KEnneth Branagh aurait joué 35 rôles dans Shakespeare à l'époque. Le voir parler en vers ces jours-ci est un événement spécial, d'autant plus qu'il revient à la Royal Shakespeare Company après plus de 30 ans pour affronter pour la première fois le sorcier de Shakespeare, duc déchu et occupant tyrannique. Même le roi est apparu il y a quelques jours.

“Prospero” de Branagh est initialement basé sur son “King Lear” rapide et fiévreux, joué dans le West End en 2023. Il semble se précipiter dans le rôle au lieu de l'absorber, trop espiègle, presque drôle, plutôt décevant. C'est le spectacle lui-même qui séduit par ses images, ses sons et ses performances d'ensemble enchanteurs. Richard Eyre, qui a mis en scène sa première pièce de Shakespeare à Stratford, fait un excellent travail en donnant à la production un sens clair de la performance.

Photo : Johan Persson
Photo : Johan Persson

En choisissant Prospero comme chef d'orchestre sur cette île d'air doux et de bruit, il évoque la tempête d'ouverture depuis un pupitre, orchestrant l'action alors qu'un mur du fond s'ouvre pour révéler une vue magnifique sur les vagues gargouillantes, le programme de scène circulaire, le son des tambours, des éclairs et du tonnerre, créant une sensation très théâtrale de crash, bang et crash. Prospero attise une tempête qui ramènera à lui son frère usurpateur pour se venger, mais il applaudit également un numéro de cabaret ou de cirque élaboré dont il est le maître.

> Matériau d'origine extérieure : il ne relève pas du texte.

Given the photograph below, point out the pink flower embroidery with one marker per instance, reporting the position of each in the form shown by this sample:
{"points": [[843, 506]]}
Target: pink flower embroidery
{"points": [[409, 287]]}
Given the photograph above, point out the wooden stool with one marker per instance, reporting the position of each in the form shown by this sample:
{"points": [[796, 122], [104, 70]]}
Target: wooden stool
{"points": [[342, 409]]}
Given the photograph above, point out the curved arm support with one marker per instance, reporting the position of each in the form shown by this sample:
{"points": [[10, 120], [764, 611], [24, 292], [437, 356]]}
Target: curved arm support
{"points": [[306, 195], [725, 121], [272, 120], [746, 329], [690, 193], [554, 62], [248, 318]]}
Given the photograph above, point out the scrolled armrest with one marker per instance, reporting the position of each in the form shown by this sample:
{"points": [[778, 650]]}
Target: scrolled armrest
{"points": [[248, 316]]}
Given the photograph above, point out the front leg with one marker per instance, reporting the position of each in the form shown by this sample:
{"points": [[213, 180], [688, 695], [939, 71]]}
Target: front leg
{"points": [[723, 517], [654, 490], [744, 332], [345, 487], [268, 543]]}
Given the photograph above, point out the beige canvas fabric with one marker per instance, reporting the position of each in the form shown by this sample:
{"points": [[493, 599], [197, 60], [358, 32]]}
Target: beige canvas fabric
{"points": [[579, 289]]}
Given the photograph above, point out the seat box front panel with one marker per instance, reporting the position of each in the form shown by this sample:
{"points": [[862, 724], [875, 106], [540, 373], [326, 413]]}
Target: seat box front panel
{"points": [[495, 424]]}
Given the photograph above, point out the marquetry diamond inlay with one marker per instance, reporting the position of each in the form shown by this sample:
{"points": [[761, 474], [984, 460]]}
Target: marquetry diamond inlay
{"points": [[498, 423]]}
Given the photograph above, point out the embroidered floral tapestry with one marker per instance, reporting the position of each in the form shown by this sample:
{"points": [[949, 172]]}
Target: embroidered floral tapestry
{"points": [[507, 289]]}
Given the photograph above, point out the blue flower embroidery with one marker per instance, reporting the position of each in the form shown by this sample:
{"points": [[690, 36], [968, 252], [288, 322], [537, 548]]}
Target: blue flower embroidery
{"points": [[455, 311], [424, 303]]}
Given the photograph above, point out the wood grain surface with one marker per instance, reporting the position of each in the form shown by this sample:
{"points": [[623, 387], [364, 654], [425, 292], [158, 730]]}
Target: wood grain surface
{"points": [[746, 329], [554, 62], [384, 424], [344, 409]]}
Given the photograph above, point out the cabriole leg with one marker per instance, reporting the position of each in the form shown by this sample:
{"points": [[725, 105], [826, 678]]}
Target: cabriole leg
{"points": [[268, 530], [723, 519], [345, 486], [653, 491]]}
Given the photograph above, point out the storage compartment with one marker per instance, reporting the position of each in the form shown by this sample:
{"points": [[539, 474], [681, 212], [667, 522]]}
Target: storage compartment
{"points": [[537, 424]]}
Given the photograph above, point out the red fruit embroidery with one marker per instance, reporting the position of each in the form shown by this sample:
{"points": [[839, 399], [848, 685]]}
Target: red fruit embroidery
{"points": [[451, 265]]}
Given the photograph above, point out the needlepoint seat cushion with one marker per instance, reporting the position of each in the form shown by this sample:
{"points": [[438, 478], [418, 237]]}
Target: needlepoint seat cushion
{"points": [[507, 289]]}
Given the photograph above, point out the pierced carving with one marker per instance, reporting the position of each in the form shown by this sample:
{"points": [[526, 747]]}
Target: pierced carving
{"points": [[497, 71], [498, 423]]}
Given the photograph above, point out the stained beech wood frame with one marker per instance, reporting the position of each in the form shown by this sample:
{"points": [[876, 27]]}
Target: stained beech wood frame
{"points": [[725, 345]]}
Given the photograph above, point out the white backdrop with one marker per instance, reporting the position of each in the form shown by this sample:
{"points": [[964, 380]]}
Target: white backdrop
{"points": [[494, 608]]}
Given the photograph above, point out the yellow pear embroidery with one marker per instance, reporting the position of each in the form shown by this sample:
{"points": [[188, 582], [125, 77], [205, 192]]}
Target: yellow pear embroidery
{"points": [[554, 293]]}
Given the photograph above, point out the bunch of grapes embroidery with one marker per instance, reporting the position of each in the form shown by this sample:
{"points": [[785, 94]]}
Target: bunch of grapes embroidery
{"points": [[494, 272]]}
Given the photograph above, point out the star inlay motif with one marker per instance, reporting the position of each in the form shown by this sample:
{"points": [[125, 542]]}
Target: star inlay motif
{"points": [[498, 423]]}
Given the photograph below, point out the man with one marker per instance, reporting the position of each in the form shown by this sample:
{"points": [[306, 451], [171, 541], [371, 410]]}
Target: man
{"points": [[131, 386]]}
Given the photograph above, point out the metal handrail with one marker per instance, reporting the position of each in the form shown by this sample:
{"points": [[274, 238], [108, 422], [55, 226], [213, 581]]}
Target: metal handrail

Chacun joue son rôle : Ariel (Amara Okereke) ressemble à une trapéziste, flottant de manière acrobatique, un délice pour ses beaux mouvements et son chant, et il y a un amour tacite dans la chimie entre Prospero et Ariel. Les scènes dans lesquelles Caliban (Ashley Zhangazha), Stephano (Guy Henry) et Trinculo (Keir Charles) planifient une rébellion rappellent un sketch de comédie de music-hall. Il semble significatif que Caliban ne soit en rien monstrueux ou grotesque, mais ressemble plutôt à un esclave. Il est sérieux, noble, donne son air comique, mais est fondamentalement tragique.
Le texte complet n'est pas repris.